The dermal sensitisation potential was evaluated in Hartley-derived albino guinea-pigs. Ten male and 10 female guinea pigs were topically treated with 100% (as received) test material once per week, for 3 consecutive weeks. Following a 2-week rest period, a challenge was performed whereby the 20 test and 10 previously untreated (naïve) challenge control guinea pigs were topically treated with 100% test material as received. Challenge responses in the test animals were similar to those of the challenge control animals. Following a 1-week rest period, a rechallenge was performed whereby the 20 test and 10 previously untreated (naïve) rechallenge control guinea pigs were topically treated with 75% w/v the test material in mineral oil. Rechallenge responses in the test animals were slightly higher than those of the rechallenge control animals.

An α-Hexylcinnamaldehyde (HCA) positive control group consisting of 10 HCA test and 10 HCA control guinea pigs was included in this study. The animals were treated as above with the HCA test animals receiving 5% w/v HCA in ethanol for induction and 2.5% and 1.0% w/v HCA in acetone for challenge.

Test material

Following challenge with 100% (as received) test material, dermal scores of 1 were noted in 3/20 test animals and 1/10 challenge control animals at the 24-hour scoring interval and in 6/20 test animals at the 48-hour scoring interval. Dermal reactions in the remaining test and challenge control animals were limited to scores of 0 or ±. Group mean dermal scores were higher in the test animals as compared to challenge control animals. Following rechallenge with 75% (w/v) test material in mineral oil, dermal scores of 1 were noted in 7/20 test animals at the 24-hour scoring interval and in 6/20 test animals at the 48-hour scoring interval. Dermal reactions in the remaining test and rechallenge control animals were limited to scores of 0 or ±. Group mean dermal scores were higher in the test animals as compared to rechallenge control animals.

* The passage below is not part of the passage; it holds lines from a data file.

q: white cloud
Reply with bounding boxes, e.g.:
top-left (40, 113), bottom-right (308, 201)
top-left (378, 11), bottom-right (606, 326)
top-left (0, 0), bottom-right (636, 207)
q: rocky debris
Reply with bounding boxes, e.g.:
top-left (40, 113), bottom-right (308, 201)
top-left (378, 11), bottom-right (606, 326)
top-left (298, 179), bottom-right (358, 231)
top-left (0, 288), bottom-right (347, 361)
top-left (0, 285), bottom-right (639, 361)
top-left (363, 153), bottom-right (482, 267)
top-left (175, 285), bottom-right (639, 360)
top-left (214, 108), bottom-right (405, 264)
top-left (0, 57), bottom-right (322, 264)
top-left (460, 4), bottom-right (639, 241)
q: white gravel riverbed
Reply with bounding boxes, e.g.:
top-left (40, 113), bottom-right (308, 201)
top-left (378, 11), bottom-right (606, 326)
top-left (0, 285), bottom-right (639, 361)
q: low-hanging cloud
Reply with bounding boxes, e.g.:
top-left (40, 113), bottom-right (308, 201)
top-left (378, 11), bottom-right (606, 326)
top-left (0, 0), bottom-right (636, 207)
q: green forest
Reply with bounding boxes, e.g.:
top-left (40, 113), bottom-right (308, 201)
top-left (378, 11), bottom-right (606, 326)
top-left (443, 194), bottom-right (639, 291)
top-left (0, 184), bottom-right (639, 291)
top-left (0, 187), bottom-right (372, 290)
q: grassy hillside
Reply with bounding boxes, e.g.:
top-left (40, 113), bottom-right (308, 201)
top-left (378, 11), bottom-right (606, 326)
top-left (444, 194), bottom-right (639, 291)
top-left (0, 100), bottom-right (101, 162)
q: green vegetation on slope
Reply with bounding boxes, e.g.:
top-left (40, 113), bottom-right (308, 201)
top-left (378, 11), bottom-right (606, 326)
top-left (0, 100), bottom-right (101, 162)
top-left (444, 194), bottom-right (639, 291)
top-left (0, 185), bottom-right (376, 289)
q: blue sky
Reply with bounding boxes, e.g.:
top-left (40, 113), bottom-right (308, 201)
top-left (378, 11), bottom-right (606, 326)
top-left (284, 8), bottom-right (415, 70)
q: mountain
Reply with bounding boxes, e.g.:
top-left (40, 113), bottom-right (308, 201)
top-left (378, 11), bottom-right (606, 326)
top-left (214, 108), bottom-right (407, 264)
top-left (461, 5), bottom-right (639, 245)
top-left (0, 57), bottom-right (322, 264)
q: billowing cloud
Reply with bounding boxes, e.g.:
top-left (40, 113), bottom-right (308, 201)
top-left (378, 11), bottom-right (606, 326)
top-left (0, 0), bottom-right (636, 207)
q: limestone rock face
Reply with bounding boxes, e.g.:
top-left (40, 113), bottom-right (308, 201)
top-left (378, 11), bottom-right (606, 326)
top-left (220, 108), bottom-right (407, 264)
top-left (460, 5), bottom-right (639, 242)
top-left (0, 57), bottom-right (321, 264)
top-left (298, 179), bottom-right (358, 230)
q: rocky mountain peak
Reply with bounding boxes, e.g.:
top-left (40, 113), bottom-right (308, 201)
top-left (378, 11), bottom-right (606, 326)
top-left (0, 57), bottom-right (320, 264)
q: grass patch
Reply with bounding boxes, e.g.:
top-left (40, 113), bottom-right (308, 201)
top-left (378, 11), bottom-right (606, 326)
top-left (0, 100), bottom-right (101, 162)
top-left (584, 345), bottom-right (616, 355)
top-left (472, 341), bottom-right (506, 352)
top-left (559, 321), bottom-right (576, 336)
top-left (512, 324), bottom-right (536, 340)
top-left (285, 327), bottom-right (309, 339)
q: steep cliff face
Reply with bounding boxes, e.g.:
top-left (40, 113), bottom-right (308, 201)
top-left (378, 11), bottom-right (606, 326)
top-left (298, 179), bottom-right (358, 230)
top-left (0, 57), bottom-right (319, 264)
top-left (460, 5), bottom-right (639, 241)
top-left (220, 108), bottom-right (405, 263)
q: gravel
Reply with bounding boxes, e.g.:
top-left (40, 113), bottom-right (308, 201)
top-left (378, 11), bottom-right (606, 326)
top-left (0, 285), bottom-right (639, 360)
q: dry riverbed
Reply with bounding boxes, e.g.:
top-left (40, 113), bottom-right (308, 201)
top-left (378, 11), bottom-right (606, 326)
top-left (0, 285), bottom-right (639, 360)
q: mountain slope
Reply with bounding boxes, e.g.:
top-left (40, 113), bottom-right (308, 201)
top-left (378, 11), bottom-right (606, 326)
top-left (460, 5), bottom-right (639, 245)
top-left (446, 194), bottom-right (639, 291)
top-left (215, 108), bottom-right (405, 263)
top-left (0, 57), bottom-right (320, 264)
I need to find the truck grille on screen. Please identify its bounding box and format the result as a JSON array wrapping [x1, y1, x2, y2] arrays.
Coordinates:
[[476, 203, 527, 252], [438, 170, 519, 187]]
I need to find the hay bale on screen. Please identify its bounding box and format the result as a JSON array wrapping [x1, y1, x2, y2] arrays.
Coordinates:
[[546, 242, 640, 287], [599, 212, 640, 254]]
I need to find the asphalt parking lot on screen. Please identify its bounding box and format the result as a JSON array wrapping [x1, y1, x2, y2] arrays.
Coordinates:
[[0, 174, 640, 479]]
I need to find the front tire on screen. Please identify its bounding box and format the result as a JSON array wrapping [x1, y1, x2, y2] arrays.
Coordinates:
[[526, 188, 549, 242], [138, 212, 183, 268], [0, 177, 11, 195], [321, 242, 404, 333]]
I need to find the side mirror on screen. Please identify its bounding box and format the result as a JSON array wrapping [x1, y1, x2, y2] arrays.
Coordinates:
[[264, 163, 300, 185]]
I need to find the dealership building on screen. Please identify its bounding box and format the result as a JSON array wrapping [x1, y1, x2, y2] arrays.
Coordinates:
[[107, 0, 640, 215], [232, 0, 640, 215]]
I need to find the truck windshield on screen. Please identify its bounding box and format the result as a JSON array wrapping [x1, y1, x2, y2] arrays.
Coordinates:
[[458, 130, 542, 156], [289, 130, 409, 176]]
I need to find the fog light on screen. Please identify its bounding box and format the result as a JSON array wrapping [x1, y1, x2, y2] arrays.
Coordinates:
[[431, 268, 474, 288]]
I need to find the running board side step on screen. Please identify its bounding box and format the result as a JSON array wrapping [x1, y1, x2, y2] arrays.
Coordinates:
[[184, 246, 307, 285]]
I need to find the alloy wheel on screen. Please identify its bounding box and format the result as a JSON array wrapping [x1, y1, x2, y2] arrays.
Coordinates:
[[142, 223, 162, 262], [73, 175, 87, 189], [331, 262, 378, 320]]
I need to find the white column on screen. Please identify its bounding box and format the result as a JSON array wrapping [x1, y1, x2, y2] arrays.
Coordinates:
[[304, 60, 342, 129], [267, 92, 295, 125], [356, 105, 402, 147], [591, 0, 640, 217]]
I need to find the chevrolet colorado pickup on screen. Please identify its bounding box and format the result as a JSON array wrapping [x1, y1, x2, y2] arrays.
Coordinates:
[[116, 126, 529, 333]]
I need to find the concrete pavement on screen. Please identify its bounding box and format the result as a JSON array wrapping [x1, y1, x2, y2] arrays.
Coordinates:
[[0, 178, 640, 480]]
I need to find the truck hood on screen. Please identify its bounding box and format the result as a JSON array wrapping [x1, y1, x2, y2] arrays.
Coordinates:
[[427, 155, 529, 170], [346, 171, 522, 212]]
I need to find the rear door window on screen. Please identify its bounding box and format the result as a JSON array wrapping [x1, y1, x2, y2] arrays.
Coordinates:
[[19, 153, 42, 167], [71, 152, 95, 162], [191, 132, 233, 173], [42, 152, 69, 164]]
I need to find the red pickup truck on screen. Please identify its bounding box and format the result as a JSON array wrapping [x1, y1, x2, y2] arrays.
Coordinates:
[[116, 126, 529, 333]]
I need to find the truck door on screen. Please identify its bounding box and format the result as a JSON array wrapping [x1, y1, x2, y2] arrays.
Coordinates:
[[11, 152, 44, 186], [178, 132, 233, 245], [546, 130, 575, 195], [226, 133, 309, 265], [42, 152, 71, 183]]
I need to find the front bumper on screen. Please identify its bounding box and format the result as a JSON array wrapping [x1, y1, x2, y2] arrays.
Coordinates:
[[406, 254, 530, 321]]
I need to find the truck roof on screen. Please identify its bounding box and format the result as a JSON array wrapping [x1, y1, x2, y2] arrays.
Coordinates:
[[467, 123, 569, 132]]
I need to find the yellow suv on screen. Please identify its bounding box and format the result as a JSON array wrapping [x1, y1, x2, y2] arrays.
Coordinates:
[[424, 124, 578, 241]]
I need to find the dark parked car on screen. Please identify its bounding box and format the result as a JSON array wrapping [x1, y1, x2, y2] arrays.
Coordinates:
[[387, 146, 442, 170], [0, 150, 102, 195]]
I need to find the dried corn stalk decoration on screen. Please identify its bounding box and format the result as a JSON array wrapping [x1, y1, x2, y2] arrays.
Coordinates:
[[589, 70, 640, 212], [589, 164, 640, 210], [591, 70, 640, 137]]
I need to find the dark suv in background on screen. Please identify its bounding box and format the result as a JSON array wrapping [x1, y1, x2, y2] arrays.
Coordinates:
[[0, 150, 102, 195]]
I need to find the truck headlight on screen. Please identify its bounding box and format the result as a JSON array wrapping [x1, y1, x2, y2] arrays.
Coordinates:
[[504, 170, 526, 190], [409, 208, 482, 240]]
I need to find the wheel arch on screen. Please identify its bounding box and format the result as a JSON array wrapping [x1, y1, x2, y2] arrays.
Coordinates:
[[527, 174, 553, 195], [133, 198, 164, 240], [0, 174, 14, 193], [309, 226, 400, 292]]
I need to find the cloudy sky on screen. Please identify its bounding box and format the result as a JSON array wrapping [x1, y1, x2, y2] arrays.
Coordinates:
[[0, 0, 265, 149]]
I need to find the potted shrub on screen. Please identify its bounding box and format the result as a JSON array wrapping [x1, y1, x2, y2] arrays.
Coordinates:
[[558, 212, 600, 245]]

Reference: α-Hexylcinnamaldehyde (HCA)

Following challenge with 2.5% w/v HCA in acetone, dermal scores of 1 or 2 were noted in 10/10 HCA test animals at the 24-hour and 48-hour scoring intervals. Dermal reactions in the HCA control animals were limited to scores of 0 or ±. Group mean dermal scores were higher in the HCA test animals as compared to the HCA control animals. Following challenge with 1.0% w/v HCA in acetone, dermal scores of 1 or 2 were noted in 9/10 HCA test animals at the 24-hour scoring interval, and in 8/10 test animals at the 48-hour scoring interval. Dermal reactions in the HCA control animals were limited to scores of 0 or ±.Group mean dermal scores were higher in the HCA test animals as compared to the HCA control animals.

Conclusion

Based on the results of this study, the test material is considered to be a contact sensitiser in guinea pigs, as the criterion for sensitisation (dermal scores ≥ 1 in at least 15% of the test animals) was met. The results of the HCA positive control study demonstrated that a valid test was performed and indicated that the test design would detect potential contact sensitisers.

Respiratory sensitisation

Endpoint conclusion
Endpoint conclusion:
no study available

Justification for classification or non-classification

The test item was considered to be a skin sensitiser under the conditions of the key LLNA test (OECD 429 and EU Method B.42) and an extrapolated EC3 value of 72 % has been derived. In a supporting study, the test material was considered to be a contact sensitiser in guinea pigs, as the criterion for sensitisation (dermal scores ≥ 1 in at least 15% of the test animals) was met. Sensitisation rate = 6/20. Classification as a skin sensitiser subcategory 1B is therefore appropriate under the terms of Regulation (EC) No 1272/2008 and subsequent amendments.